Responsible investment will help to finance the social war against poverty and hunger, and environmental crisis’s, like, climate change. Globally, the challenges are so complex and intricate that the funding needed became so large that traditional sources of funding, for instance, philanthropy, are not sufficient anymore.
Experts say that this financial shortfall might be best addressed by “Impact Investment”. This is basically investments that benefit socially or environmentally, while still showing a profit.
Definition: This type of investment aims to generate specific effects that are beneficial to social or environmental issues, in addition, to still gain financially. In other words; investments that are socially responsible.
Break down: Basically, the goal of impact investing is in helping to reduce the negative influences that business activities have on the social environment.

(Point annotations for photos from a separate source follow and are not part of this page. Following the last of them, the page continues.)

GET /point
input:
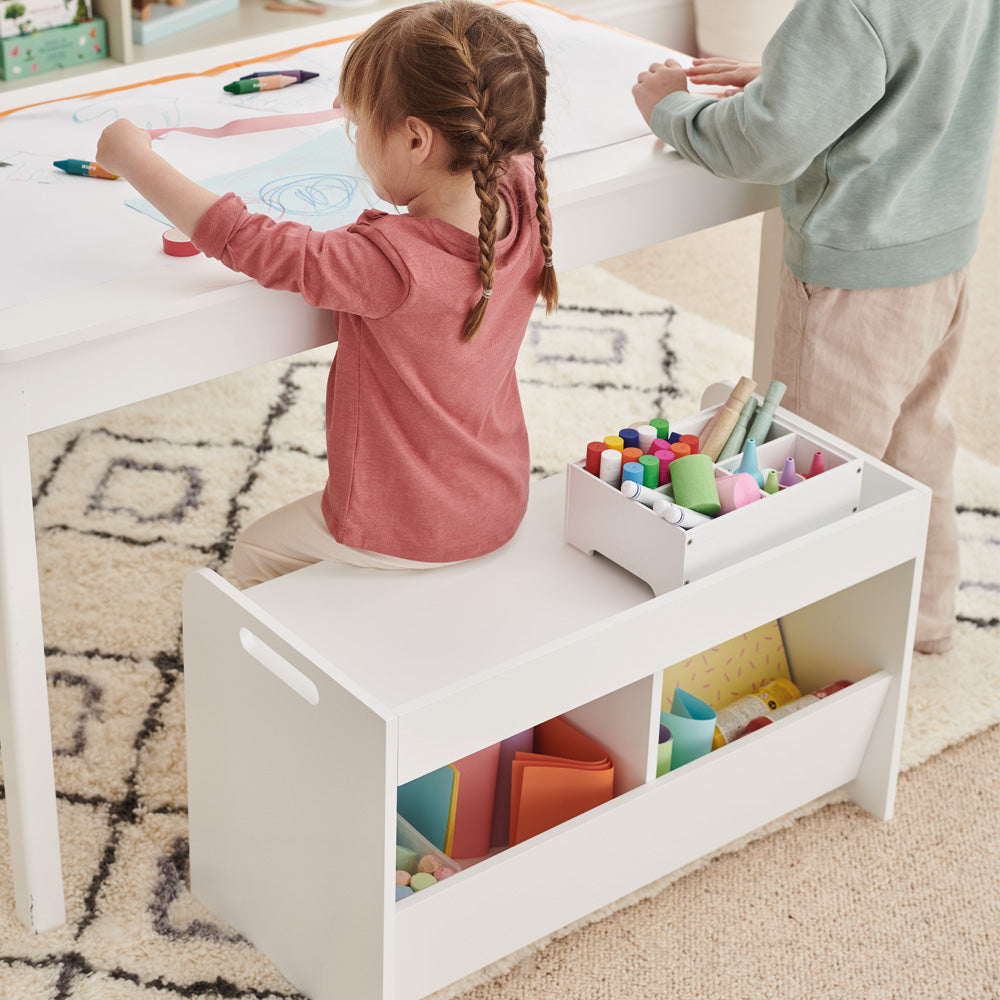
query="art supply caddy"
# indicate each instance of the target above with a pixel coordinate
(305, 712)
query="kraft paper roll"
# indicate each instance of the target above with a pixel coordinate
(727, 418)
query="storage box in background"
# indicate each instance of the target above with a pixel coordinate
(54, 48)
(24, 17)
(599, 518)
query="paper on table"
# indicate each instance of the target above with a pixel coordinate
(317, 183)
(692, 725)
(567, 774)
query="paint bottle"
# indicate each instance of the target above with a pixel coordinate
(733, 719)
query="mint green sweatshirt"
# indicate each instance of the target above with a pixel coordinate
(877, 118)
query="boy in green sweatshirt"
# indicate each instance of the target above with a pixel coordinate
(877, 118)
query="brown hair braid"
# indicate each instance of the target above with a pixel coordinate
(478, 77)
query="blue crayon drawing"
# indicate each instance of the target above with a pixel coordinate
(318, 182)
(309, 195)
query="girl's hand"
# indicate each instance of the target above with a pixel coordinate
(656, 83)
(122, 146)
(719, 72)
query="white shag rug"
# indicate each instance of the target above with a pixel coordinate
(129, 502)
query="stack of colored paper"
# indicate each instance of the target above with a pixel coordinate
(566, 774)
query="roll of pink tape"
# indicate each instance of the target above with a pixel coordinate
(176, 244)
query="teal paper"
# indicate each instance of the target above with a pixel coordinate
(692, 723)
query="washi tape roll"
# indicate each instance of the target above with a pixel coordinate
(176, 244)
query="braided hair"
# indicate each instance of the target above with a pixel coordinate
(477, 76)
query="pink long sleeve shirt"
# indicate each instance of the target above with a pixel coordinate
(426, 441)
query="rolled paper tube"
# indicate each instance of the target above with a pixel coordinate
(694, 484)
(650, 471)
(727, 417)
(735, 443)
(737, 491)
(662, 427)
(632, 473)
(762, 421)
(647, 435)
(749, 462)
(665, 457)
(630, 437)
(631, 455)
(593, 461)
(611, 467)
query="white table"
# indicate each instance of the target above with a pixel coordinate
(85, 351)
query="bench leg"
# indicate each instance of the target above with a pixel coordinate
(25, 736)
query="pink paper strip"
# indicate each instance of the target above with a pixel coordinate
(243, 126)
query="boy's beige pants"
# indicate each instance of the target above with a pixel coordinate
(871, 366)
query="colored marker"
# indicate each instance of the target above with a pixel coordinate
(259, 83)
(301, 75)
(85, 168)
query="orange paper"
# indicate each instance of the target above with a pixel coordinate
(567, 774)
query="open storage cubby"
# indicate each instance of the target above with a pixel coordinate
(312, 697)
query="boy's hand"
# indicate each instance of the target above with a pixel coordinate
(653, 85)
(719, 72)
(121, 146)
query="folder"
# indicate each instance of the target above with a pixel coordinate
(428, 804)
(477, 784)
(566, 774)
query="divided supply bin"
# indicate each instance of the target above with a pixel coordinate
(312, 697)
(599, 518)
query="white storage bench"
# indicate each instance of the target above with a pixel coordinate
(311, 697)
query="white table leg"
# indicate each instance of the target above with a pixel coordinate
(25, 736)
(772, 236)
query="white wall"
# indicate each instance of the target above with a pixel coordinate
(669, 22)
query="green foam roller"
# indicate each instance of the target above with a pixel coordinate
(693, 478)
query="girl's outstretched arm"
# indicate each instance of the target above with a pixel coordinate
(126, 150)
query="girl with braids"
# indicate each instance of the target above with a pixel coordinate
(426, 441)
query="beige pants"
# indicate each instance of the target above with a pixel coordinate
(295, 536)
(871, 366)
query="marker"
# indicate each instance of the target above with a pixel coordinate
(259, 83)
(85, 168)
(301, 75)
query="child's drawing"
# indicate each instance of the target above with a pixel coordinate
(318, 182)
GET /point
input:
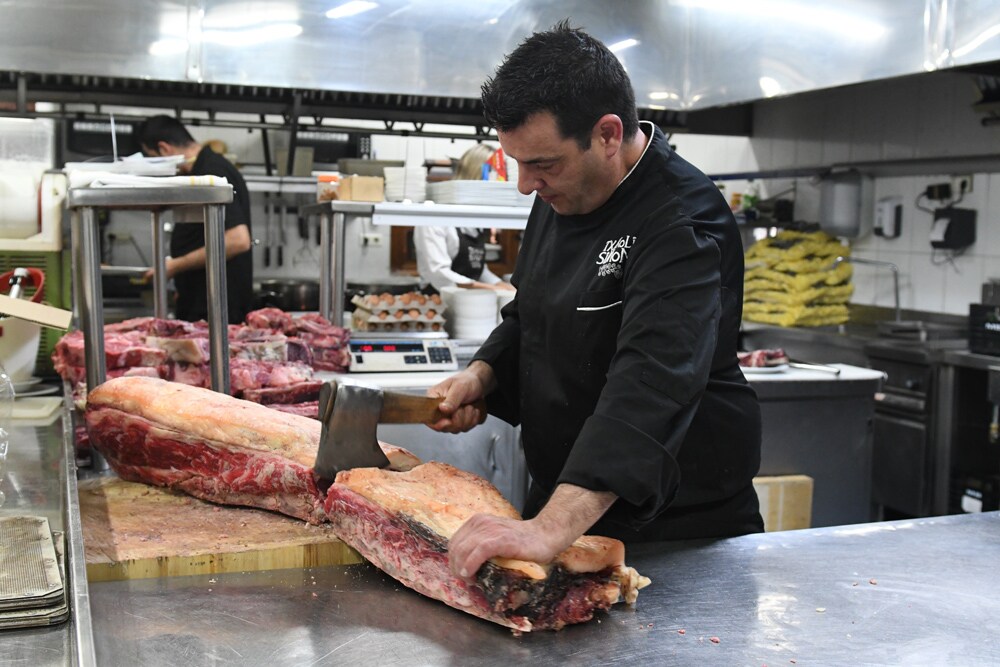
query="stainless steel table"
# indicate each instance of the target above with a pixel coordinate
(896, 593)
(84, 203)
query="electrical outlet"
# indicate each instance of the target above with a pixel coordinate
(371, 240)
(961, 185)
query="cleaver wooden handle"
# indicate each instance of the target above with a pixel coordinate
(410, 409)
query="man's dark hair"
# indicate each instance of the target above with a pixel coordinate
(566, 72)
(162, 128)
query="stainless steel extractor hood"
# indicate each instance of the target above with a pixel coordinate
(684, 56)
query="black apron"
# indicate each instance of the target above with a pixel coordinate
(471, 257)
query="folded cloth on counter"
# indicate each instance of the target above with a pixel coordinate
(792, 279)
(107, 179)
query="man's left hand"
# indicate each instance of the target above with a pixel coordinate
(484, 536)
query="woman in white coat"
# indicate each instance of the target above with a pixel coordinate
(457, 256)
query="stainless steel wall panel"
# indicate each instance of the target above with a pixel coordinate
(96, 37)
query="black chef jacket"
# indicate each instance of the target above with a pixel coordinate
(192, 286)
(618, 356)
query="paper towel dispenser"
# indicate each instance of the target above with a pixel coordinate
(846, 204)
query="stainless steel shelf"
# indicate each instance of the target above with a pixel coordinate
(333, 225)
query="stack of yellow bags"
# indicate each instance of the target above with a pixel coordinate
(792, 279)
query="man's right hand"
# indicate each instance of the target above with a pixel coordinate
(458, 391)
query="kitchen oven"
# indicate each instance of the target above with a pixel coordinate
(904, 458)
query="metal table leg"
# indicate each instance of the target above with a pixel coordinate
(159, 268)
(86, 243)
(218, 308)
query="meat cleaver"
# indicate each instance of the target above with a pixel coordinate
(350, 415)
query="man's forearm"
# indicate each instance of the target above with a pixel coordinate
(237, 240)
(571, 511)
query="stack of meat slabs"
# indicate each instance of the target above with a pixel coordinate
(32, 575)
(410, 312)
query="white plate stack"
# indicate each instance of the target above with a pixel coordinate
(483, 193)
(405, 183)
(503, 298)
(472, 313)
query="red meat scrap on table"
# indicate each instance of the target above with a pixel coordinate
(762, 358)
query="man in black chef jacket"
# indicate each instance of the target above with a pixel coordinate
(618, 355)
(165, 135)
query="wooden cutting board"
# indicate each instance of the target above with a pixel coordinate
(136, 531)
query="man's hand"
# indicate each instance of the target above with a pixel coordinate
(485, 536)
(458, 391)
(570, 512)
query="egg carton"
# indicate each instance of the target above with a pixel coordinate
(379, 303)
(366, 321)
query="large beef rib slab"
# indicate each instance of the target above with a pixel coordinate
(211, 446)
(402, 521)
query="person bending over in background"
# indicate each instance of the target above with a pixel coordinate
(457, 256)
(163, 136)
(618, 354)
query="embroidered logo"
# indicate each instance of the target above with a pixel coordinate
(612, 257)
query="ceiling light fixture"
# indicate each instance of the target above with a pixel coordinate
(350, 9)
(622, 45)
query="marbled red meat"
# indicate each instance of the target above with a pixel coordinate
(402, 522)
(210, 445)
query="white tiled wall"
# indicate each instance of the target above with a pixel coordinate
(927, 116)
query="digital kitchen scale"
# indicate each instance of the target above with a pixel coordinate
(385, 355)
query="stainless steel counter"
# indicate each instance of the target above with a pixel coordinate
(39, 479)
(897, 593)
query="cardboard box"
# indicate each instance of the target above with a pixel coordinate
(785, 501)
(361, 188)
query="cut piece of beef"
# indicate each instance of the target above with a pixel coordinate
(298, 392)
(402, 522)
(121, 350)
(305, 409)
(273, 319)
(210, 445)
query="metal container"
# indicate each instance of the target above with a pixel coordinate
(845, 204)
(289, 295)
(991, 292)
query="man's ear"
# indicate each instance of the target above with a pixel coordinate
(608, 133)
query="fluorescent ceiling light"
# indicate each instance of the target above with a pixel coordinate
(769, 87)
(251, 36)
(622, 45)
(350, 9)
(977, 41)
(784, 13)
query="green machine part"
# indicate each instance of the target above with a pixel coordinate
(58, 293)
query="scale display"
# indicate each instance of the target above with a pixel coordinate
(392, 356)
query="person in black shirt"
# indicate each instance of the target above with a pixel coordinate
(165, 135)
(618, 355)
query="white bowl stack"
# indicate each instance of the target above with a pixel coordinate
(402, 183)
(472, 313)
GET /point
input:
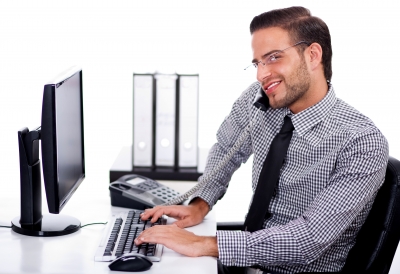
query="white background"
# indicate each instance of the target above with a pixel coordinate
(112, 39)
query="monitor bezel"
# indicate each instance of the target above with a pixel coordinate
(49, 141)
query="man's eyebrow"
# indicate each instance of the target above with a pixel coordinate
(267, 54)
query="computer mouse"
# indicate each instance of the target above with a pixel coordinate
(130, 263)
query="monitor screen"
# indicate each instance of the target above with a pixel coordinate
(62, 138)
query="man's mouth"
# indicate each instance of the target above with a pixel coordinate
(271, 87)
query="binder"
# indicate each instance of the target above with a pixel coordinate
(165, 114)
(143, 129)
(188, 89)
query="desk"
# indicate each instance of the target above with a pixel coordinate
(74, 253)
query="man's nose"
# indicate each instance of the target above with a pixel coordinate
(263, 72)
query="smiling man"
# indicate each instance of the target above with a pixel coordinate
(332, 165)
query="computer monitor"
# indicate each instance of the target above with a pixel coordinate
(63, 158)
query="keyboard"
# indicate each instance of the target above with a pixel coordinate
(119, 234)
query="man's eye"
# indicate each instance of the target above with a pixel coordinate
(273, 58)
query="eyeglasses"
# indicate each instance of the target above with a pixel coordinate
(273, 57)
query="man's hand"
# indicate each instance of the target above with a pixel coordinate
(179, 240)
(186, 216)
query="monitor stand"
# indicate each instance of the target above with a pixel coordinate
(32, 222)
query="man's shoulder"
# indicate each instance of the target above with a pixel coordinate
(250, 92)
(354, 123)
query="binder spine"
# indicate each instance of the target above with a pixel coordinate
(165, 115)
(188, 87)
(143, 120)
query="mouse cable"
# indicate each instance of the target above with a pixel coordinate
(94, 224)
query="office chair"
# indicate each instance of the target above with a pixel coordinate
(378, 238)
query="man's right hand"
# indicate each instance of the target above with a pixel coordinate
(186, 216)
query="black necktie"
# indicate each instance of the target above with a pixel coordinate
(269, 177)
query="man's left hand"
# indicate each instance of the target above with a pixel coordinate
(179, 240)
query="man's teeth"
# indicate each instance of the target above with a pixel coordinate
(274, 84)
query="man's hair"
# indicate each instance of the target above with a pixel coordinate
(301, 26)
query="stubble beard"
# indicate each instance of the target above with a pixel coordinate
(297, 85)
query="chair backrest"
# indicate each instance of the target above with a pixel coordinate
(377, 240)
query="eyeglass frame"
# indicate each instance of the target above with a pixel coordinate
(269, 56)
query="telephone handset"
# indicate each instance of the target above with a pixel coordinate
(139, 192)
(135, 191)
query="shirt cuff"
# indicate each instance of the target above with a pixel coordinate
(232, 247)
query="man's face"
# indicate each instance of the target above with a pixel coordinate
(285, 79)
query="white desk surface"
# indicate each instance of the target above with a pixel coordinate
(74, 253)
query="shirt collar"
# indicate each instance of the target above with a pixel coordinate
(308, 118)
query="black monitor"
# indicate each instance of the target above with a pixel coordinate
(63, 158)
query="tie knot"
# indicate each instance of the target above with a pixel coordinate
(287, 125)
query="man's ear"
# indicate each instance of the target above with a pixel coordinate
(314, 52)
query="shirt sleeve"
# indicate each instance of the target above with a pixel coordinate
(359, 173)
(231, 129)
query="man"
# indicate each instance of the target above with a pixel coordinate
(331, 172)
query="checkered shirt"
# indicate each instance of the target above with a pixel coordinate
(334, 166)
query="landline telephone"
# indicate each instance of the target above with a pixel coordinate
(139, 192)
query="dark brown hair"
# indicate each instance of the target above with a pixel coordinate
(301, 26)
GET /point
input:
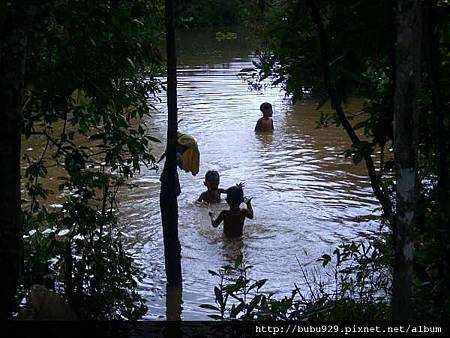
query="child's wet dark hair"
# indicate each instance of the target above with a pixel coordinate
(235, 196)
(265, 106)
(211, 175)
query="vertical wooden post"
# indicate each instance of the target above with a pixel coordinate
(168, 195)
(408, 56)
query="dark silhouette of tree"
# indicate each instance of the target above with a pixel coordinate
(15, 22)
(169, 177)
(408, 58)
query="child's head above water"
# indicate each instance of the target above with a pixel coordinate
(235, 196)
(266, 109)
(212, 180)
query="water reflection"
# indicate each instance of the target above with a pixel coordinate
(307, 196)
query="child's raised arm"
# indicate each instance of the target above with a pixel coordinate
(215, 223)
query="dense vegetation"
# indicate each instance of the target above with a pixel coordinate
(89, 80)
(79, 77)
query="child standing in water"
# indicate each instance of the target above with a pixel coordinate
(212, 194)
(265, 123)
(233, 219)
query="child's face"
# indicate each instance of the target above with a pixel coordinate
(212, 184)
(268, 113)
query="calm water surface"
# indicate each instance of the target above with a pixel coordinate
(307, 196)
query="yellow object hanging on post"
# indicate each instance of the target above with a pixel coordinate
(191, 154)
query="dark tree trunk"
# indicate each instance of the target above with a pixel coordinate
(168, 196)
(337, 104)
(431, 48)
(14, 25)
(408, 55)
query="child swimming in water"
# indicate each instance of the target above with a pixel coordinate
(212, 195)
(233, 219)
(265, 123)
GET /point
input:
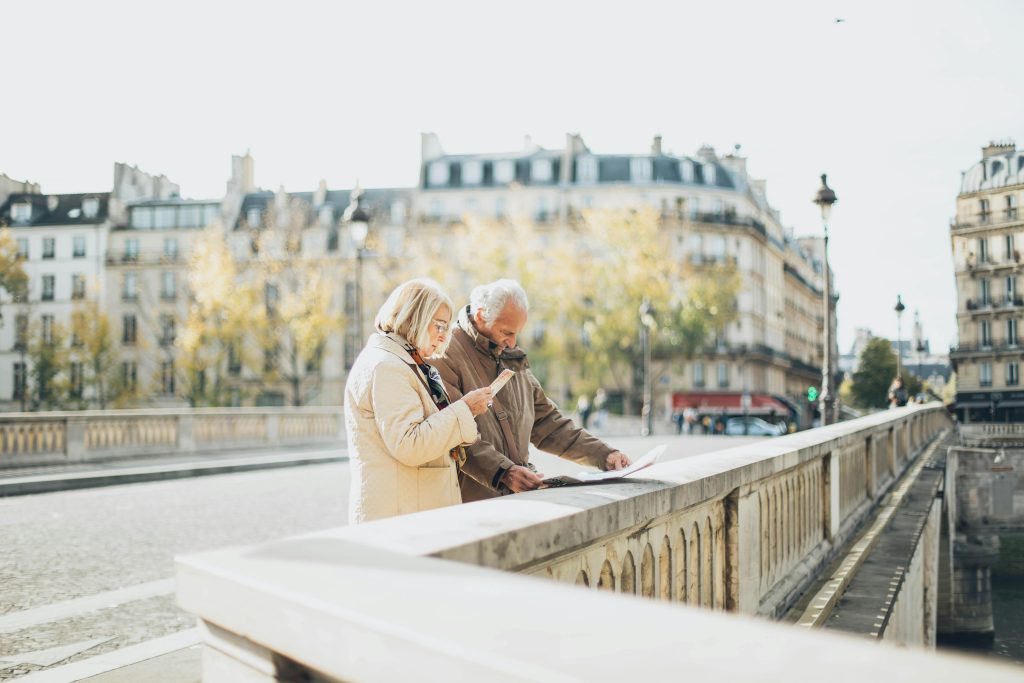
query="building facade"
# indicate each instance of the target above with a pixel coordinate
(712, 210)
(985, 241)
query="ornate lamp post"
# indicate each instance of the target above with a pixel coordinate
(358, 224)
(899, 308)
(824, 199)
(647, 324)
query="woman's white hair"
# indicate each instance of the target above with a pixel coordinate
(492, 298)
(411, 309)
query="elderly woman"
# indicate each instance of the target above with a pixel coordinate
(404, 436)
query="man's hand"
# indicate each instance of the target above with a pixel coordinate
(616, 461)
(519, 479)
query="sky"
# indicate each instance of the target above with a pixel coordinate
(893, 102)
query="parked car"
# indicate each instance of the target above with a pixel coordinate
(751, 426)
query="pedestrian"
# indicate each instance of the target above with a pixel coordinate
(583, 408)
(483, 343)
(404, 433)
(600, 412)
(897, 394)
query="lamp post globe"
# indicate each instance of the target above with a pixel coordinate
(825, 198)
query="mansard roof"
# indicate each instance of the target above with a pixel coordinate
(55, 209)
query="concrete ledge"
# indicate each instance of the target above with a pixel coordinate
(126, 474)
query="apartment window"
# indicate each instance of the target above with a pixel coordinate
(78, 286)
(587, 169)
(20, 331)
(90, 207)
(171, 249)
(166, 330)
(167, 377)
(129, 287)
(128, 329)
(20, 381)
(437, 173)
(711, 174)
(129, 375)
(131, 249)
(77, 382)
(986, 374)
(540, 170)
(723, 375)
(641, 170)
(168, 285)
(472, 173)
(20, 213)
(504, 171)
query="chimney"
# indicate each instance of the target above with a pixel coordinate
(430, 146)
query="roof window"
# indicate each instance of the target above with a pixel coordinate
(90, 207)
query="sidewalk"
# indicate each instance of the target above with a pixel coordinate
(48, 478)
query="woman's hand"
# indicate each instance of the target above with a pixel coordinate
(478, 400)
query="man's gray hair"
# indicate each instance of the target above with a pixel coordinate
(492, 298)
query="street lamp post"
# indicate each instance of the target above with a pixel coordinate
(899, 308)
(824, 199)
(358, 224)
(646, 326)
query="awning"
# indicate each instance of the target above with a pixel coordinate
(729, 403)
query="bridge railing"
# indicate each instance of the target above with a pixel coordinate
(743, 529)
(38, 438)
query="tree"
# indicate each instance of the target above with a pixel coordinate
(875, 374)
(94, 345)
(47, 354)
(223, 311)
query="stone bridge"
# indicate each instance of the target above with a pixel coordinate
(844, 528)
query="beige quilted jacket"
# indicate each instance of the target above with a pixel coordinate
(398, 441)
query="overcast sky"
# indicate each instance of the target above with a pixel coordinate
(893, 102)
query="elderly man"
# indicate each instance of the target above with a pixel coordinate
(483, 343)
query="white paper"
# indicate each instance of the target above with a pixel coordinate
(646, 460)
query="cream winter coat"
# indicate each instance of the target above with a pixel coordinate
(398, 441)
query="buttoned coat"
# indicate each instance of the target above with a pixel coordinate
(398, 441)
(472, 361)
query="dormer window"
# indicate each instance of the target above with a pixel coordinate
(540, 170)
(587, 169)
(472, 173)
(90, 207)
(505, 171)
(686, 170)
(642, 169)
(711, 174)
(437, 173)
(20, 213)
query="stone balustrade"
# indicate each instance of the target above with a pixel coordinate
(40, 438)
(744, 529)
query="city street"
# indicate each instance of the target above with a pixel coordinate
(91, 571)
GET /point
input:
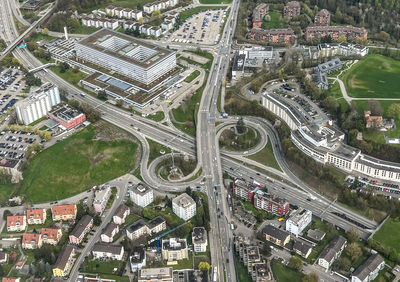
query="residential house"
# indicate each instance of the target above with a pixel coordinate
(81, 229)
(36, 216)
(184, 206)
(199, 239)
(31, 241)
(101, 251)
(64, 262)
(302, 249)
(174, 249)
(137, 258)
(63, 212)
(51, 235)
(142, 195)
(16, 223)
(275, 235)
(120, 215)
(332, 251)
(109, 232)
(369, 270)
(101, 199)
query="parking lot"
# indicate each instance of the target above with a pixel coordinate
(11, 85)
(13, 144)
(202, 28)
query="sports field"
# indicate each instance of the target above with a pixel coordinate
(375, 76)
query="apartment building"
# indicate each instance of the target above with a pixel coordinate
(16, 223)
(278, 35)
(291, 10)
(298, 220)
(31, 241)
(142, 195)
(51, 235)
(174, 249)
(64, 262)
(322, 18)
(38, 103)
(101, 199)
(36, 216)
(332, 251)
(120, 215)
(184, 206)
(199, 239)
(81, 229)
(109, 232)
(63, 212)
(107, 251)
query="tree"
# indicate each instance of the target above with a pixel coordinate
(240, 126)
(311, 277)
(354, 251)
(354, 234)
(203, 265)
(295, 263)
(375, 107)
(394, 111)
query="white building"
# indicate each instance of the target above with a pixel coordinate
(107, 251)
(141, 195)
(298, 220)
(369, 270)
(38, 104)
(199, 239)
(184, 206)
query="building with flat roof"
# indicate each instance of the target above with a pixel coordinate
(142, 195)
(163, 274)
(184, 206)
(369, 270)
(199, 239)
(67, 116)
(126, 55)
(298, 220)
(38, 103)
(174, 249)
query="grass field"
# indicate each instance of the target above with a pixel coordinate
(275, 22)
(284, 274)
(375, 76)
(266, 157)
(77, 163)
(389, 234)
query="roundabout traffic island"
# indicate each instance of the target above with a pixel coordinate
(175, 167)
(239, 137)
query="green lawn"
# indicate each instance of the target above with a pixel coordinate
(158, 116)
(284, 274)
(375, 76)
(192, 76)
(6, 191)
(69, 75)
(266, 157)
(389, 234)
(276, 20)
(75, 164)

This investing can be seen as an extension of philanthropy.
How does it work: Impact Investments includes a lot of different types of investments vehicles as well as different types of capital. Investors will consider the commitment, social responsibility and the sense of duty that a company portrays before they will become involved.
Financial Benefits: Environmental and social, responsible, practices attracts impact investors. Committing to responsible social practices, companies can benefit financially, while the investors also show a profit.
Does “Impact Investing” have a future: This type of investing is largely appealing to the younger generation who want to benefit society. Through impact investment, entities or individuals make a statement of support for the company they are investing in. This trend is therefore likely to expand as the younger investors become more influential in this market.
The more people are realizing the financial and social benefits that come with impact investing, the more and more companies will also engage themselves in social responsibility.